POTTER, CHRISTOPHER (1591–1646), provost of Queen's College, Oxford, was born in Westmoreland in 1591. He was the nephew of Barnaby Potter [q. v.] He matriculated from Queen's on 11 July 1606, aged 15, having entered the college in the previous Easter term. He was elected taberdar (pauper puer) on 29 Oct. 1609. He graduated B.A. on 30 April 1610 and M.A. on 8 July 1613, became chaplain on 5 July 1613, and fellow on 22 March 1614-15. He was magister puerorum in 1620, and senior bursar in 1622; graduated B.D. and received a preacher's license on 9 March 1621, and proceeded D.D. on 17 Feb. 1627. He was in his early years a follower of the puritan provost Henry Airay, the opponent of Laud, and himself held a lectureship at Abingdon, 'where he was much resorted to for his edifying way of preaching ' (Wood, Athenae, iii. 180). On his uncle's resignation of the headship of Queen's (17 June 1626), he was elected provost. He now attached himself to Laud, and was made chaplain in ordinary to Charles I. In the first year of his provostship, with the assistance of Sir Thomas Coventry, the Earl of Carlisle, and Sir George Goring, vice-chamberlain to the Queen, he obtained from the king, through an appeal to the queen, the advowson of three rectories and three vicarages in Hampshire for the college. He himself received the rectory of Strathfieldsaye in 1627, and after the death of William Cox (29 Jan. 1632) was made precentor of Chichester. He received the rectory of Bletchington, Oxfordshire, in 1631.
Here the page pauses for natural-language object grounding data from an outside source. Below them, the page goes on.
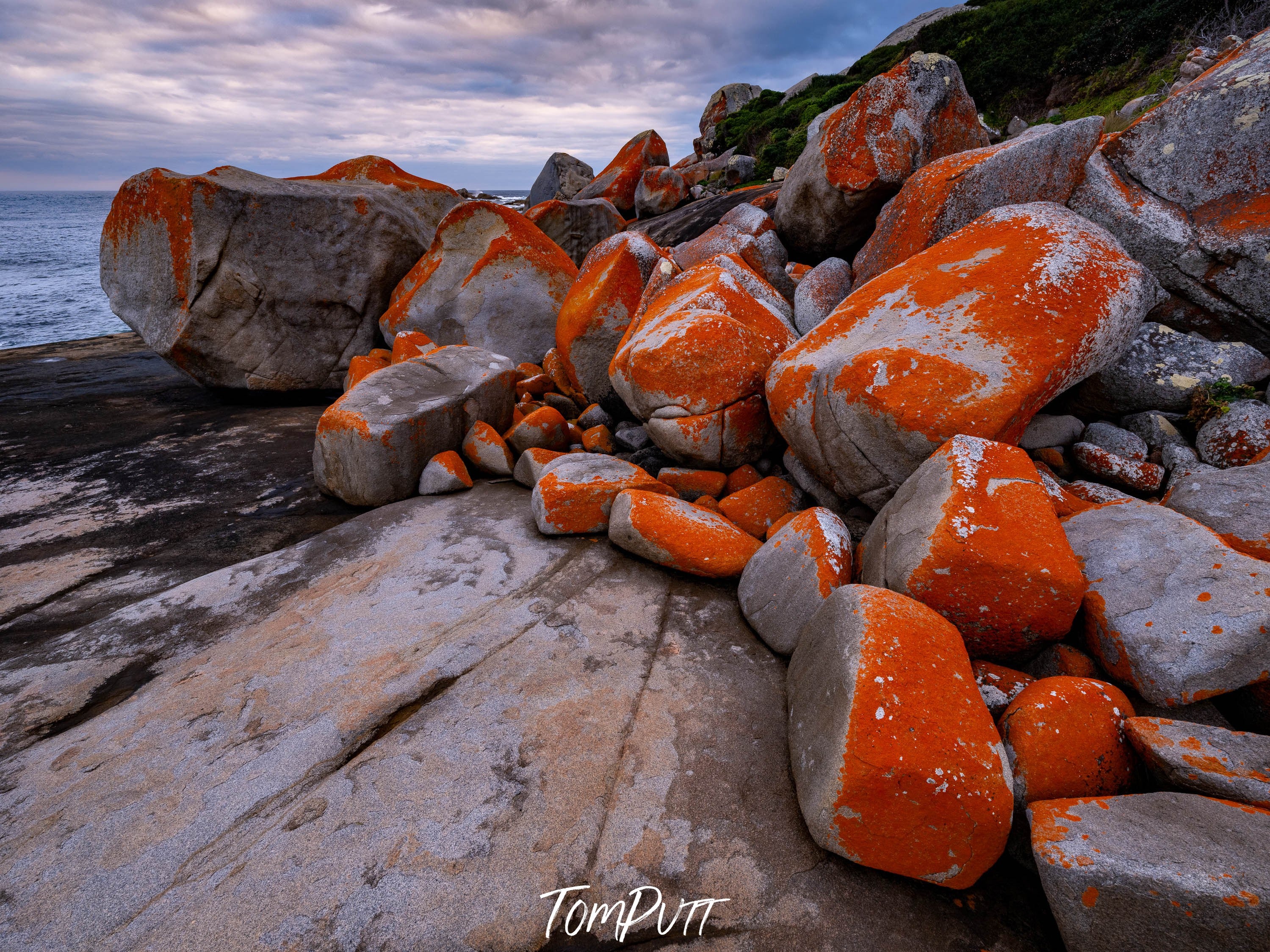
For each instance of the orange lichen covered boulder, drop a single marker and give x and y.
(999, 686)
(1065, 738)
(694, 365)
(1173, 611)
(487, 450)
(248, 282)
(599, 309)
(1044, 164)
(445, 473)
(577, 226)
(361, 367)
(1203, 758)
(620, 178)
(680, 535)
(790, 577)
(865, 150)
(491, 280)
(894, 757)
(971, 337)
(1155, 871)
(544, 428)
(972, 533)
(375, 441)
(757, 507)
(576, 495)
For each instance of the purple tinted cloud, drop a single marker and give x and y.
(469, 93)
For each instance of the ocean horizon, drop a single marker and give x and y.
(50, 276)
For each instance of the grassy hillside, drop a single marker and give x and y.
(1086, 58)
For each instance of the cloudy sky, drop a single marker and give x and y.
(473, 93)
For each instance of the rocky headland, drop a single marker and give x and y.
(877, 550)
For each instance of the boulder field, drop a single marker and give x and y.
(870, 546)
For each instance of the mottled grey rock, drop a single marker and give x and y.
(562, 177)
(1114, 440)
(1171, 610)
(1235, 437)
(1154, 871)
(790, 577)
(1161, 370)
(248, 282)
(1049, 431)
(1235, 503)
(374, 442)
(1202, 759)
(821, 290)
During Laud's chancellorship of the university, Potter was one of his most frequent correspondents. He applied himself diligently to the restoration of the academical habit and discipline (Crosfield's 'Diary' in Laud's Works, v. 17, 24). He did much to restore the adequate performance of the exercises for their degrees by members of his college, instituted expositions of the creed on Sundays in chapel and English sermons on Thursdays, and removed from the college on at least two occasions members of the foundation whose conduct gave cause of scandal. In 1631, on the death of Dr. Rawlinson, principal of St. Edmund Hall, he asserted the rights of his college against the claim of the chancellor to nominate a principal. Laud admitted and confirmed the right (Works, v. 35-6, vi. 291, 294). On the acceptance of the new statutes by the university in 1636, Potter signed them with the special note 'salvo jure collegii praedicti ad aulam S. Edmundi' (Colleges of Oxford, ed. Clark, p. 138; Griffith and Shadwell, Laudian Statutes, p. 1), and he issued a special protestation reaffirming the college rights, as there was no recognition of them in the new university statutes (in Laud's Works, v. 133-4). He had now attracted the notice of puritans as a prominent Arminian, and was attacked in a violent sermon written under the influence probably of Dr. Prideaux (ib. v. 49). He was also engaged in the Roman catholic controversy. He answered the work of the Jesuit Knott (Matthew Wilson), 'Charity Mistaken,' by the king's command in a pamphlet, 'Want of Charity justly charged on all such Romanists as dare affirm that Protestancy destroyeth Salvation' (Oxford, 1633). Potter takes much the same line as Laud had taken in his reply to Fisher. A second edition (London, 1634) was soon called for, and Laud revised the book (ib. vi. 326). The alterations he suggested formed one of the charges brought against him at his trial (Prynne, Canterburies Doome, pp. 251-2; Laud, Works, iv.